Terracotta Discussion Forums (LEGACY READ-ONLY ARCHIVE)

This isn't as much of an Ehcache specific question as it is a general question about a particular usage scenario and the caching pattern that might be used to address it.

I'm building a server-client system where the clients will only be in use for shorts bursts at a time. During their off time, they are really "off", not just disconnected. The server holds both a light and heavy set of data that the client needs to know about whenever it is "on". Fundamentally, I want to figure out how to keep the two different data sets in sync between the client and the server.

The light data is actually pretty easy. I don't even need to sync it really. I can use a small database accessible to both the server and all of the clients, and if necessary do some small amount of caching on the client which is cleared whenever a client turns back "on".

It's the heavy data that I'm not 100% sure about. Certainly I have many ideas about how to manually keep such data in sync, but I am assuming that there must be a well established pattern for doing this as it's certainly not a requirement unique to my situation. More specifically, the heavy data is images; potentially hundreds of megabytes of them.
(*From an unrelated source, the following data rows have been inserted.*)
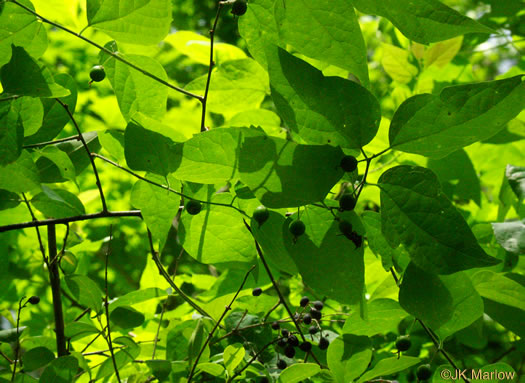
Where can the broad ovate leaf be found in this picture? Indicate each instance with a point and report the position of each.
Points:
(415, 213)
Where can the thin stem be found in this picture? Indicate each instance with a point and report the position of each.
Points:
(106, 304)
(54, 279)
(17, 347)
(210, 68)
(166, 276)
(274, 282)
(84, 143)
(54, 142)
(210, 335)
(116, 56)
(166, 187)
(84, 217)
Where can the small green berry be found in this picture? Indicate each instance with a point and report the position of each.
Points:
(349, 163)
(193, 207)
(97, 73)
(261, 215)
(297, 228)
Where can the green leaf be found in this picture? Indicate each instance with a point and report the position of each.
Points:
(22, 29)
(349, 356)
(323, 109)
(55, 116)
(383, 316)
(36, 358)
(85, 291)
(20, 176)
(424, 21)
(49, 170)
(270, 238)
(217, 234)
(135, 91)
(127, 317)
(456, 304)
(233, 355)
(144, 22)
(60, 370)
(415, 212)
(389, 366)
(57, 203)
(323, 256)
(11, 133)
(457, 176)
(437, 125)
(78, 330)
(511, 236)
(158, 206)
(281, 173)
(499, 288)
(22, 76)
(123, 357)
(298, 372)
(236, 86)
(311, 30)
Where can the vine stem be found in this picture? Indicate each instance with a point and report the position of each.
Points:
(84, 217)
(166, 276)
(210, 335)
(166, 187)
(84, 144)
(431, 335)
(106, 305)
(204, 99)
(116, 56)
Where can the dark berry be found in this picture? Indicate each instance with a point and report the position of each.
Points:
(424, 372)
(403, 343)
(347, 202)
(239, 7)
(323, 343)
(304, 301)
(293, 341)
(34, 300)
(282, 343)
(345, 228)
(289, 352)
(349, 163)
(193, 207)
(297, 228)
(305, 346)
(97, 73)
(316, 314)
(261, 215)
(307, 319)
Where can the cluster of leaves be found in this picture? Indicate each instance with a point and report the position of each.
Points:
(368, 153)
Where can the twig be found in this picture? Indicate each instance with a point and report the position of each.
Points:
(54, 279)
(84, 217)
(210, 335)
(204, 99)
(106, 304)
(84, 143)
(166, 276)
(164, 186)
(54, 142)
(116, 56)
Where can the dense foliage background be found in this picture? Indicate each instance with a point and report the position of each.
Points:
(427, 95)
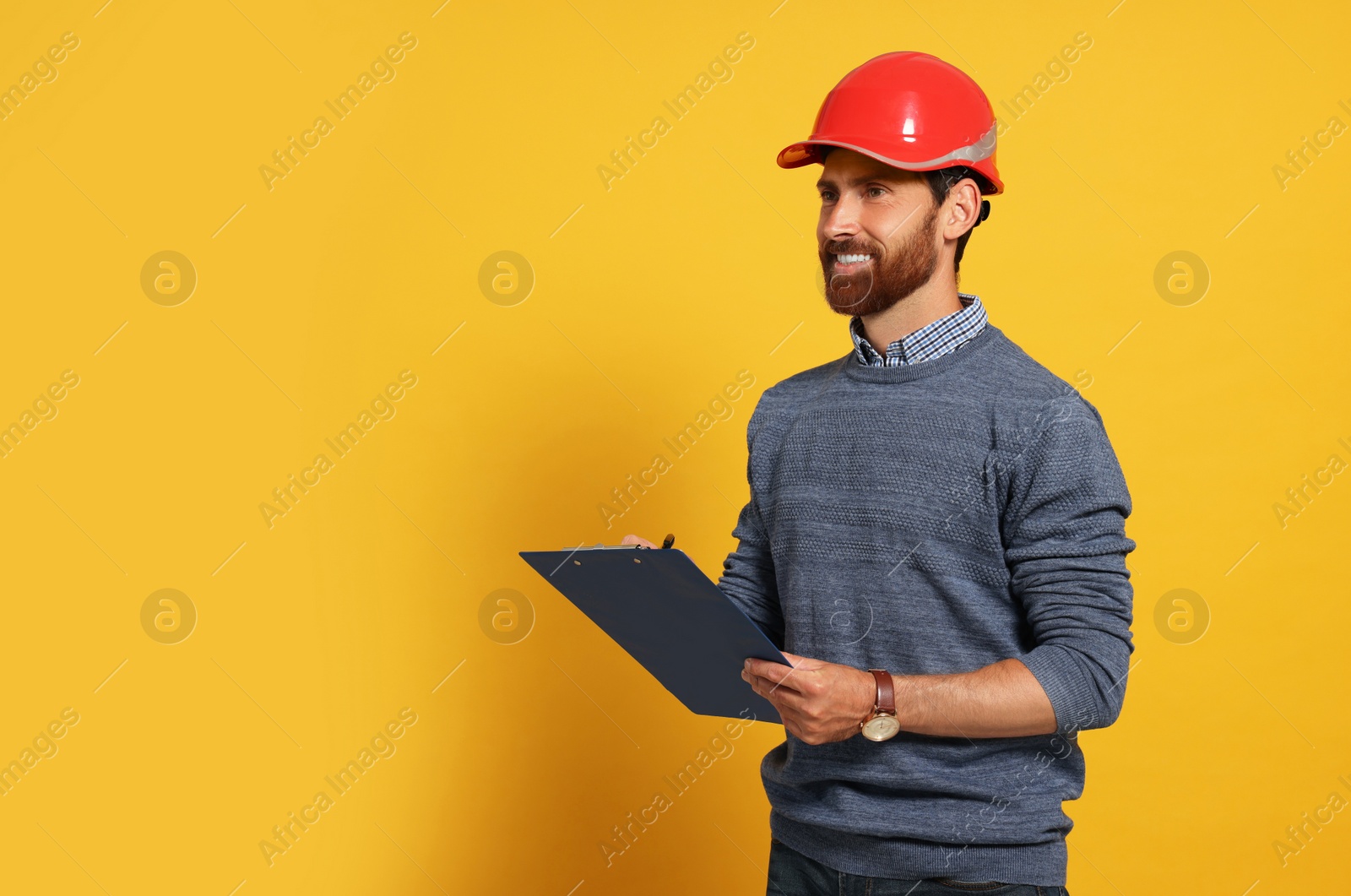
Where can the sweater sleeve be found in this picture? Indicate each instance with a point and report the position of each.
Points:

Might someone point me in the right direction?

Thanks for the reply.

(a)Yes, I found the toolkit. Indeed it does seem interesting, however there are a couple of concerns, the most important of which is that it appears to be quite dependent on the application being clustered. While our application is indeed clustered in its largest deployment instance, the vast majority of our deployments are in single server mode. As things currently stand in our application, there's no trace of Terracotta in those single server deployments. I did play around with the toolkit and wrapped it with our own code to hide some of the cluster details, but there are still a few rough sports. for instance, it's difficult to dynamically determine if one is a member of a cluster. If you try to create a client and connect to the server without a server being present, the client connection mechanism just goes on and on and on trying to make a connection; never timing out. You can set a limit to the number of retries but if you do then bam!!! The app actually exits if no connection is made. Not exactly an ideal result. Despite these niggles, it is a relatively simple approach to some clustering needs and if we can get it to meet our needs, it seems like a viable approach for our application as opposed to custom DSO roots and locks.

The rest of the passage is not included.